By Guido Stempel
Although Americans have been inundated with television ads for presidential candidates, most don't believe those ads affected what they think about the candidates.
That's the finding of a national telephone survey of 1,003 randomly selected adults just completed by the Scripps Survey Research Center at Ohio University and the Scripps Howard News Service. Only 4 percent said the ads were very influential, and 18 percent said they were somewhat influential.
Most respondents considered the political ads boring and annoying. Twenty-eight percent said they were very boring; 30 percent, somewhat boring; 33 percent, often annoying; and another 33 percent, sometimes annoying.

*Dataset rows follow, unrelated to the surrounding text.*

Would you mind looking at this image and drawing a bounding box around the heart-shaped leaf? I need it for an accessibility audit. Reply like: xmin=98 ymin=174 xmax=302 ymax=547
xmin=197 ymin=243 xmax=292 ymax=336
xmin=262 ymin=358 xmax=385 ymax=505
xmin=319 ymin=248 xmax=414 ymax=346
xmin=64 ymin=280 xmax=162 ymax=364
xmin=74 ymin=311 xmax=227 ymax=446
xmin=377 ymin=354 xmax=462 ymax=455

Forty-seven percent of the respondents thought the ads were less negative than those in the 2004 presidential campaign. Forty-three percent felt Hillary Clinton's ads were the most negative, while 13 percent said Barack Obama's were most negative and 9 percent said John McCain's were most negative. Thirty-one percent said they didn't know.
McCain and Obama were considered to have the most honest ads, and Obama, by a wide margin, was considered to have the most inspirational ads.
Nineteen percent of the respondents did not recall seeing any ads for presidential candidates, while 21 percent of the respondents said they had seen more than 100 ads for candidates.
The survey was prepared by Hong Cheng, associate professor in the E.W. Scripps School of Journalism. Ohio University students interviewed the participants between May 12 and 27.